The Memory of a Killer
dir. Van Looy
Opens Fri Sept 16
Fox Tower

Watching The Memory of a Killer is like reading a spy novel written during the Cold War: The plot, driven by a fascination with back-room dealings and bureaucratic corruption, has the quaint chess-game sensibility of a Le Carré paperback. Throw in a protagonist with Alzheimer's Disease, and you have a thriller with a distinctly geriatric appeal.

Angelo Ledda (Jan Decleir) is an aging assassin in Belgium who abruptly throws down his gun when he's asked to kill a 12-year-old-girl just rescued from a child prostitution ring. When the girl winds up dead anyway, Ledda embarks upon a vigilante campaign to destroy those responsible for her death. He discovers that her assassination was part of a cover-up involving an influential baron and his pedophile son, but Ledda's attempts to bring justice are hindered by an advancing case of Alzheimer's disease, which results in nightmares and weird flashbacks. Yet he still manages to kill several low-level participants in the conspiracy, attracting the attention of local police officers. Because members of the force are involved in the cover-up, the investigation is left to a detective squad headed by hottie Detective Vincke (Koen De Bouw). Vinke and Ledda play cat-and-mouse games, as Ledda leaves a trail of bodies and clues that slowly reveal to Vinke the scope of the conspiracy.
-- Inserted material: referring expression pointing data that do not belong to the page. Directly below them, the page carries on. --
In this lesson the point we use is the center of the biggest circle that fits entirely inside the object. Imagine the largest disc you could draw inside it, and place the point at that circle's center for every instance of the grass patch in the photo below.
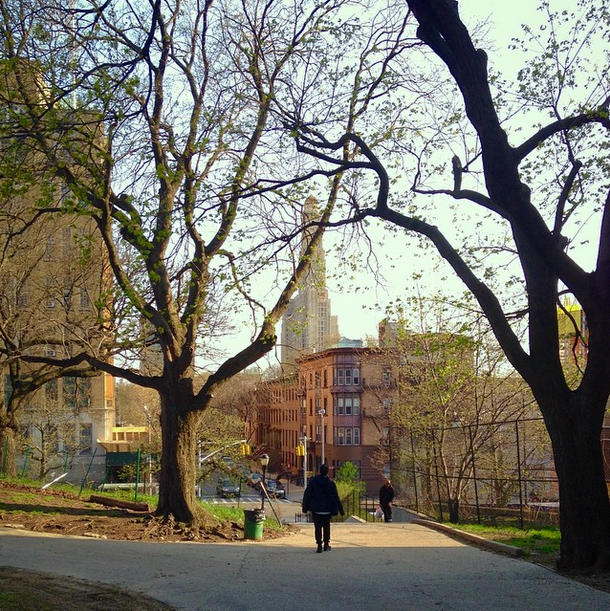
(540, 544)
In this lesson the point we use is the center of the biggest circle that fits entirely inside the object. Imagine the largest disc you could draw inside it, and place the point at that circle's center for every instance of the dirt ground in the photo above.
(51, 511)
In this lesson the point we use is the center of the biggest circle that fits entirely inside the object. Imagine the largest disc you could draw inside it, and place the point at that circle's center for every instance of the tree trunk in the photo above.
(8, 468)
(178, 462)
(583, 495)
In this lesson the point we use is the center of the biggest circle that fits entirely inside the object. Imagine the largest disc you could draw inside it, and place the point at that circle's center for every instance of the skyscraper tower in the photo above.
(307, 325)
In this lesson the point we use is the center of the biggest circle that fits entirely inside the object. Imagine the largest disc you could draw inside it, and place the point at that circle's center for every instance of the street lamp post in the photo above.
(264, 464)
(322, 412)
(304, 442)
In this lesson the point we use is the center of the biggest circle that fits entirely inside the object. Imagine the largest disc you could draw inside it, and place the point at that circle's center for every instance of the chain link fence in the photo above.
(484, 472)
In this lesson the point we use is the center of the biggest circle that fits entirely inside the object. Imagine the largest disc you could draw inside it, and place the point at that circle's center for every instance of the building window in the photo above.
(85, 439)
(386, 377)
(348, 406)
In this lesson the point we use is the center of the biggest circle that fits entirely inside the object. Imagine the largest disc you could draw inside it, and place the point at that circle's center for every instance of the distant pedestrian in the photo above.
(322, 499)
(386, 496)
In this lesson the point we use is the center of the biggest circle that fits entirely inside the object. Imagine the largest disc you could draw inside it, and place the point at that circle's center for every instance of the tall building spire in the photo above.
(308, 325)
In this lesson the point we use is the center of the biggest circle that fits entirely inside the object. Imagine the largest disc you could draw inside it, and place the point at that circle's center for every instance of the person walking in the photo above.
(386, 496)
(322, 499)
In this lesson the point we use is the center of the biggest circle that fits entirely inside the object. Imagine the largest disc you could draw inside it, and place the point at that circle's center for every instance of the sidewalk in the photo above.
(406, 567)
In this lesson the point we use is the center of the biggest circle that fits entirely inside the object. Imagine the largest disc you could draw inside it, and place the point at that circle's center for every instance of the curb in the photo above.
(496, 546)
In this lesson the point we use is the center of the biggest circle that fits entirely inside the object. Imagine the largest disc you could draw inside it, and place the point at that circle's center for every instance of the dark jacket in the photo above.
(386, 495)
(321, 496)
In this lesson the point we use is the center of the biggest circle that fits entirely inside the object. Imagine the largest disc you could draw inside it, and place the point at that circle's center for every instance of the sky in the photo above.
(360, 309)
(361, 303)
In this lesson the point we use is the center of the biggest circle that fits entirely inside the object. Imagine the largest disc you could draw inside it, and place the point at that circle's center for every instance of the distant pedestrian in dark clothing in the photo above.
(386, 496)
(322, 499)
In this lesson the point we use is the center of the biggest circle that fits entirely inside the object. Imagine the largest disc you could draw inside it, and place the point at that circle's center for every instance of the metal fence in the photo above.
(483, 473)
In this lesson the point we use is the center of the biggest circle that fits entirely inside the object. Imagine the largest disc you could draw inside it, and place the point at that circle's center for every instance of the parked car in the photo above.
(242, 471)
(275, 489)
(255, 479)
(227, 487)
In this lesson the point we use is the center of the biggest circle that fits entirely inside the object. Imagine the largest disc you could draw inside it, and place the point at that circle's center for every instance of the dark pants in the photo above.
(387, 512)
(321, 522)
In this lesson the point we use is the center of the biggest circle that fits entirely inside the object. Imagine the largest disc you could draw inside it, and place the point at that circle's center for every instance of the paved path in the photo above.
(372, 567)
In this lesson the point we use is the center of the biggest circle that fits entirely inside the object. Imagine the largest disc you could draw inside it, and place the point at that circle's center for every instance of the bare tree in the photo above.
(160, 121)
(538, 217)
(452, 396)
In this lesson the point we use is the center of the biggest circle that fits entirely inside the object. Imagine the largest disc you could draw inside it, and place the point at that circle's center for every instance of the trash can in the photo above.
(253, 523)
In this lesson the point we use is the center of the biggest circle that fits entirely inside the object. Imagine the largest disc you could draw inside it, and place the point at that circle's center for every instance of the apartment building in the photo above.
(334, 409)
(55, 287)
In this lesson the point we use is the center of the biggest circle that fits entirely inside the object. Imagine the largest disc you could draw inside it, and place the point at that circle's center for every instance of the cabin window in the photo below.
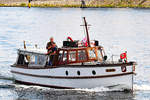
(67, 73)
(92, 53)
(99, 53)
(94, 72)
(72, 56)
(82, 55)
(23, 59)
(37, 60)
(78, 72)
(60, 57)
(65, 56)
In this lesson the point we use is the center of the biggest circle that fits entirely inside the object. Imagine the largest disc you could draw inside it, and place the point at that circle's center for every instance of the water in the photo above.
(117, 29)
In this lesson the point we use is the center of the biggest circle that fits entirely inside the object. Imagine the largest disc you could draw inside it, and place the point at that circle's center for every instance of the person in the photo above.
(51, 50)
(51, 46)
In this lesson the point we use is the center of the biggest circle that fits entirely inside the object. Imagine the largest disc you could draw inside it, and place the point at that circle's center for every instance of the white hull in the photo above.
(56, 77)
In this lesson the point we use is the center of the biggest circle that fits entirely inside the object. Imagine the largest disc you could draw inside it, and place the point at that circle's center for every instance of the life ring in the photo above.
(123, 68)
(133, 67)
(69, 38)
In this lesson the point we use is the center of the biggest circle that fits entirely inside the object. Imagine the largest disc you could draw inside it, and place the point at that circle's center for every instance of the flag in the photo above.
(84, 41)
(123, 56)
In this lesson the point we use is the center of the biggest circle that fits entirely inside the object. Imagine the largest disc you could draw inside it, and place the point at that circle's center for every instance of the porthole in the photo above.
(67, 73)
(94, 72)
(78, 72)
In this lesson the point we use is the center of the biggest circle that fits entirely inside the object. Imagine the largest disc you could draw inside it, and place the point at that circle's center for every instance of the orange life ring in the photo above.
(133, 67)
(69, 38)
(123, 68)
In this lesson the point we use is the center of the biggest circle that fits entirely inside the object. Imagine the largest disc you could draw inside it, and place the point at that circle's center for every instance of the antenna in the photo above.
(87, 33)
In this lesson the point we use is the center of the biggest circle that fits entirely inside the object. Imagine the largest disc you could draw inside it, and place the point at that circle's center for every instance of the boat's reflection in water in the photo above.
(36, 93)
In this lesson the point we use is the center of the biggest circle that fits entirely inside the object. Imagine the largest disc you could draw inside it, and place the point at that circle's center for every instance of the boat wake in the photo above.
(6, 78)
(143, 87)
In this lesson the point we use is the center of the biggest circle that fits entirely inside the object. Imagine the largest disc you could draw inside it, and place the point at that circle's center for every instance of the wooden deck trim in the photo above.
(78, 66)
(50, 86)
(73, 77)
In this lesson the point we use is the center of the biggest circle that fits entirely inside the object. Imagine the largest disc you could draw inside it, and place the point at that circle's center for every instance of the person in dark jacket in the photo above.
(51, 50)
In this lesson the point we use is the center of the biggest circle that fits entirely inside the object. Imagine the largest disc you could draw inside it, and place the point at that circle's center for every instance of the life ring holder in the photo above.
(123, 68)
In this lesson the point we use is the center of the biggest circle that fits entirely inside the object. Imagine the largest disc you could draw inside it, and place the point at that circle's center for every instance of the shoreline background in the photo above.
(78, 3)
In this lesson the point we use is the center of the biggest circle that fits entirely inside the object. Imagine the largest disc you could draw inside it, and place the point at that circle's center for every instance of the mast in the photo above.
(87, 33)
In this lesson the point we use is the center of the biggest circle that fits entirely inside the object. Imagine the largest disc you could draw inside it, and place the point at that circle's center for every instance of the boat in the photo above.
(76, 64)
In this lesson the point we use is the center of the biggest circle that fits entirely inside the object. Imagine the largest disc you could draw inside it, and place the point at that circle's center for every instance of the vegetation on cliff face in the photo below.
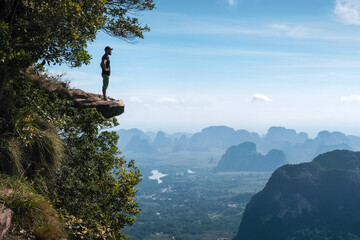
(68, 157)
(58, 31)
(65, 154)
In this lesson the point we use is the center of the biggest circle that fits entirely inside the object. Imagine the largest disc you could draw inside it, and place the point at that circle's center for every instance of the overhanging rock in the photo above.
(108, 109)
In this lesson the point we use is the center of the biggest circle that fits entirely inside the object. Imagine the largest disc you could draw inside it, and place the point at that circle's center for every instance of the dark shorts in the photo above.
(105, 80)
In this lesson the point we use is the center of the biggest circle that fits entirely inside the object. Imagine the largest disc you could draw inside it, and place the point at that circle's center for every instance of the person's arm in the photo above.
(103, 64)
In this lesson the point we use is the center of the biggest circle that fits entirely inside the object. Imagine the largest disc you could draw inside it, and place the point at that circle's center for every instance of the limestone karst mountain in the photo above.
(315, 200)
(244, 157)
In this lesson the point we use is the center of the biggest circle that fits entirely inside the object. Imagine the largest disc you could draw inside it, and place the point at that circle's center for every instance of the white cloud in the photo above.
(292, 31)
(149, 107)
(260, 97)
(348, 11)
(169, 100)
(135, 100)
(350, 98)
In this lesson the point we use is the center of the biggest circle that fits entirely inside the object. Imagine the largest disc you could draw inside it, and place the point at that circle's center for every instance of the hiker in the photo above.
(105, 67)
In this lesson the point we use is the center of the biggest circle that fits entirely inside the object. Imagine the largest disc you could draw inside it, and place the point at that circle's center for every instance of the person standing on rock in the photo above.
(105, 67)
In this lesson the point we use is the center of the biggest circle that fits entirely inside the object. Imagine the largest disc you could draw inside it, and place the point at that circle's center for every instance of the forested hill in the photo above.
(316, 200)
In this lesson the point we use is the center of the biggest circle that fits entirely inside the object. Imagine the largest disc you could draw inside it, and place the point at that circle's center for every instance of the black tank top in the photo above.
(107, 64)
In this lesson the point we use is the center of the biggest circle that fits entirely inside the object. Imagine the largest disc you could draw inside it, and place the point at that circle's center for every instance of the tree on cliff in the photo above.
(63, 151)
(58, 31)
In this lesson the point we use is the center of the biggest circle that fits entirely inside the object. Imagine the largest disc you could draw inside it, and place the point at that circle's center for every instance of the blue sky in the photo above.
(247, 64)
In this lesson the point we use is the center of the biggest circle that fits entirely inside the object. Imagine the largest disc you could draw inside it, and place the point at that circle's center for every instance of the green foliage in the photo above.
(56, 32)
(94, 179)
(29, 142)
(68, 155)
(31, 210)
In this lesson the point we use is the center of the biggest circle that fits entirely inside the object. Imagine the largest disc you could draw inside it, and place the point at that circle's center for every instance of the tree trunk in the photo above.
(3, 78)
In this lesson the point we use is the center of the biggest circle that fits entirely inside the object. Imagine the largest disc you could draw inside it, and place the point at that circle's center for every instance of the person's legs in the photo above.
(105, 84)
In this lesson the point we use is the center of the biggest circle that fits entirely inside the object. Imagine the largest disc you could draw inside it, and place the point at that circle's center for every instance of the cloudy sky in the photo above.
(247, 64)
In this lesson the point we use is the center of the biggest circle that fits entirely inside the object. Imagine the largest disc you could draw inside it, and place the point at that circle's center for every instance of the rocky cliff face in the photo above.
(82, 99)
(108, 109)
(316, 200)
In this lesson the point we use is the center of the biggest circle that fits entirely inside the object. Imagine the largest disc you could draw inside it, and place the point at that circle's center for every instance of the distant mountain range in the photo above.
(298, 147)
(316, 200)
(244, 157)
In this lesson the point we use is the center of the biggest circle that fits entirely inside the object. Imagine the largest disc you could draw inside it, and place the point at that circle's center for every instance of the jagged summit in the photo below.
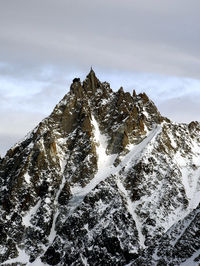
(102, 181)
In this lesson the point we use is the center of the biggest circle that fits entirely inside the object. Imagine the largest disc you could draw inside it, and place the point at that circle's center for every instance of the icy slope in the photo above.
(98, 182)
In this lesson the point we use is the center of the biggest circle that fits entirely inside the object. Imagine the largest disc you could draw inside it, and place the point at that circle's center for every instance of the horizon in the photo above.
(150, 47)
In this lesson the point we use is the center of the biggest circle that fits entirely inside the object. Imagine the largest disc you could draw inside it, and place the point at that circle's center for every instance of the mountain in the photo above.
(104, 180)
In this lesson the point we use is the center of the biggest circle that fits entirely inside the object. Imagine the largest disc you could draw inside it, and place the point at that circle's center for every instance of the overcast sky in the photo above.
(149, 45)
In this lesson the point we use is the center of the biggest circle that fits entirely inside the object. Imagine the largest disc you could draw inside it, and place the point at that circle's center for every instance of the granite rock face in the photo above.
(104, 180)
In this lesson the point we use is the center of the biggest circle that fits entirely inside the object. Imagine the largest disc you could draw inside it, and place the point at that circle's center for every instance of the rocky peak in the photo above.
(98, 180)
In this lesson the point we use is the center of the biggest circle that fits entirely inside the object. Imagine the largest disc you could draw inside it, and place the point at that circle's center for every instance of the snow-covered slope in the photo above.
(104, 180)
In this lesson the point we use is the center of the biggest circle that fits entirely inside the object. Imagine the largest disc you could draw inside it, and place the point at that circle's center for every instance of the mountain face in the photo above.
(104, 180)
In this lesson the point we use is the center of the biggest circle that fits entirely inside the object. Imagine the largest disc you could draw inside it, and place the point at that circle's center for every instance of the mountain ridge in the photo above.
(98, 181)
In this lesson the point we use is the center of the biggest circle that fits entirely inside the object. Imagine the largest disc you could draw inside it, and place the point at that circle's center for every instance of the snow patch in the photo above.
(27, 218)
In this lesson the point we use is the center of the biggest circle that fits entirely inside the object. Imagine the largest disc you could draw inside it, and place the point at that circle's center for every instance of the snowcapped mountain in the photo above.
(104, 180)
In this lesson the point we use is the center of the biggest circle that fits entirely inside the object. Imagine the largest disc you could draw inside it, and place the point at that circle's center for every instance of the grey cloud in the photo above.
(146, 36)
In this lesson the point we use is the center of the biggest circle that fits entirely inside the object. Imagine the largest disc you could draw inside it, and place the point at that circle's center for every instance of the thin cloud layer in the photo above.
(152, 46)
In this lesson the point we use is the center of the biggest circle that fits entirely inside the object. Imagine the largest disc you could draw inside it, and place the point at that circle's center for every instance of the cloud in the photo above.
(132, 35)
(152, 46)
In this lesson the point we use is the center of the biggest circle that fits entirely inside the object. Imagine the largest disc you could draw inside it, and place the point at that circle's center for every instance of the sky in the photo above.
(148, 45)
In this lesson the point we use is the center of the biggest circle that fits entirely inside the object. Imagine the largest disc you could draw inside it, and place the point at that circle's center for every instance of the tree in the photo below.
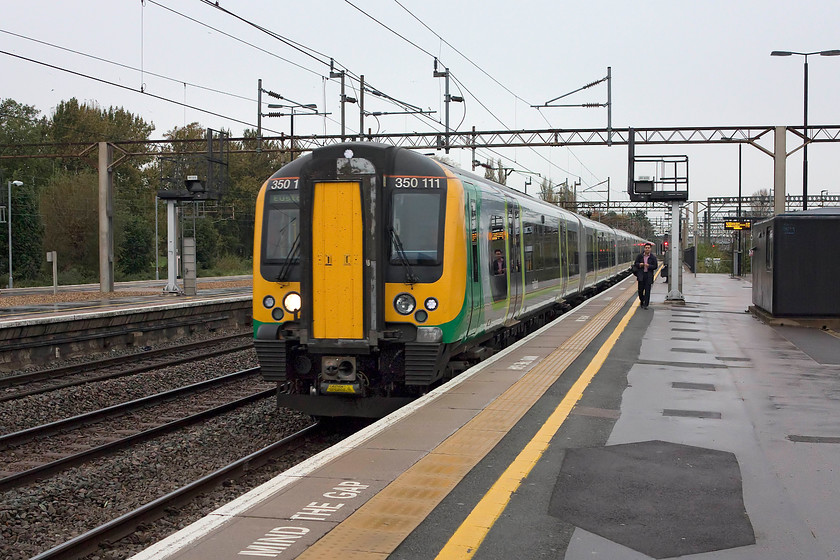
(497, 173)
(69, 206)
(135, 254)
(547, 192)
(762, 206)
(20, 125)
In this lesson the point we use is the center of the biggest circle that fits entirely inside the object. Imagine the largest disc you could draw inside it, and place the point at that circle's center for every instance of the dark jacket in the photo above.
(639, 267)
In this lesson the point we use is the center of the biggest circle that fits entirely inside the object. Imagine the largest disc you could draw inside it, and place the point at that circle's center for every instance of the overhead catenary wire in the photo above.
(122, 86)
(483, 105)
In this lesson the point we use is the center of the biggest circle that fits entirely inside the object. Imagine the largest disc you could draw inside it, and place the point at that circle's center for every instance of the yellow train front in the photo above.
(352, 301)
(379, 272)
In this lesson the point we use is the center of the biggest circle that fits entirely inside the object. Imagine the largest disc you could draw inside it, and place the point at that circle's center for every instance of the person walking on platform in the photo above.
(644, 268)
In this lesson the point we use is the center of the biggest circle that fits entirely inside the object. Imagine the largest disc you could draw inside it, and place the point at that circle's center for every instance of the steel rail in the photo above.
(46, 375)
(31, 475)
(82, 545)
(22, 436)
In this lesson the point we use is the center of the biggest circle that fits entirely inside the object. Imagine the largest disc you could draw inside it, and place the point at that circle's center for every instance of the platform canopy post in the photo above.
(171, 244)
(674, 268)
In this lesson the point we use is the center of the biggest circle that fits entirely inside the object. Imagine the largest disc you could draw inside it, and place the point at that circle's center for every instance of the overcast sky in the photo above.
(674, 63)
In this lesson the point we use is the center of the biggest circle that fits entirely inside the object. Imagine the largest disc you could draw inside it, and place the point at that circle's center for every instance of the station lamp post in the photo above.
(834, 52)
(9, 220)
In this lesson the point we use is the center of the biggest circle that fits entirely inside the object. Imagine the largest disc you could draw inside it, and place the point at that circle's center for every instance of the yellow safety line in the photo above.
(465, 541)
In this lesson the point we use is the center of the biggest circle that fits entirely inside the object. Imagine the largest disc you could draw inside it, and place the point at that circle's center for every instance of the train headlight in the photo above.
(404, 304)
(292, 302)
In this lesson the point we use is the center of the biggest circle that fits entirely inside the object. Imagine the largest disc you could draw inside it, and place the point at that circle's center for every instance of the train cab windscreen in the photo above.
(417, 228)
(281, 232)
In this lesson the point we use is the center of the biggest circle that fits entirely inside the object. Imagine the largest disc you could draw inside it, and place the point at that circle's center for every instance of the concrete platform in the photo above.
(616, 432)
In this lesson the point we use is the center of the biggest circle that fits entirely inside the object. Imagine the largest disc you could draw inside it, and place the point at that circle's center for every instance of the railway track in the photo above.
(34, 383)
(84, 437)
(124, 525)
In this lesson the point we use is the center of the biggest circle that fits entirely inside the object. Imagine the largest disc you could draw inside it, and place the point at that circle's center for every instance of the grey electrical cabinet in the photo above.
(796, 264)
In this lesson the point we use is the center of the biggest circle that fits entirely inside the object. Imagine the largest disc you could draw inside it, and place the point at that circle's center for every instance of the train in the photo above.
(380, 272)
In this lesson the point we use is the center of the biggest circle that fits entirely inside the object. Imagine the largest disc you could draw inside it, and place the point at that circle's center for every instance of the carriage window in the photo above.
(415, 218)
(282, 229)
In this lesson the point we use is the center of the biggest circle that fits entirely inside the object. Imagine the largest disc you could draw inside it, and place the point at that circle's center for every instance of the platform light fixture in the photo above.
(9, 220)
(833, 52)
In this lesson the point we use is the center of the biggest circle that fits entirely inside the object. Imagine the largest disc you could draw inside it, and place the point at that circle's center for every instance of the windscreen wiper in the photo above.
(410, 277)
(287, 264)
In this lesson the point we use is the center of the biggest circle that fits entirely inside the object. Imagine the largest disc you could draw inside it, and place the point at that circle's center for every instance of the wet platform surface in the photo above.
(691, 431)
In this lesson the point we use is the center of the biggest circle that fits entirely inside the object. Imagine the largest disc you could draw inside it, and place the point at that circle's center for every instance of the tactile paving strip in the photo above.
(378, 527)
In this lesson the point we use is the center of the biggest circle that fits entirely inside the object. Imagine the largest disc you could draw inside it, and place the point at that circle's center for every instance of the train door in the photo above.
(337, 274)
(515, 249)
(474, 282)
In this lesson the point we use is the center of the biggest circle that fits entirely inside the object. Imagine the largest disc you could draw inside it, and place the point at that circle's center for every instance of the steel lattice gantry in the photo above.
(774, 136)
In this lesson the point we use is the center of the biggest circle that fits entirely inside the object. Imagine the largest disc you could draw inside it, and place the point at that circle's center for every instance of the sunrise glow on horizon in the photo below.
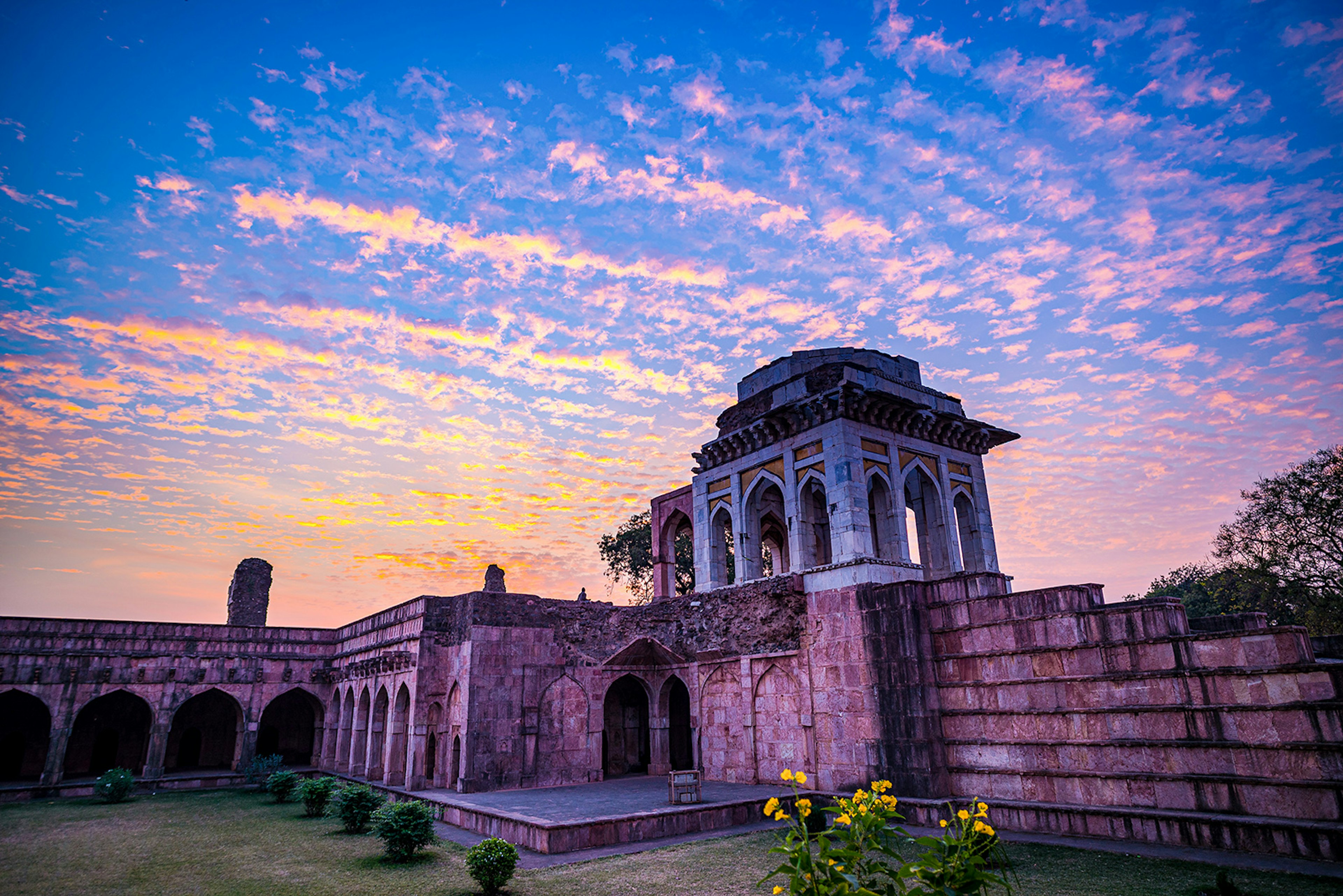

While the script's fascination with bureaucratic infighting might reflect the concerns of Belgian society, it hardly resonates as a contemporary police thriller. Most of the film is spent watching Vinke try to figure out what Ledda, and the audience, already know: The identity of the killers. Little dramatic tension is wrung from the topic of Ledda's senility; while the idea of an assassin with Alzheimer's was probably intended to heighten the urgency of the film, I was more worried that Ledda was taking his pills regularly. I wouldn't call The Memory of A Killer boring, exactly, but as far as conspiracy films go, it's about as thrilling as a glass of warm milk.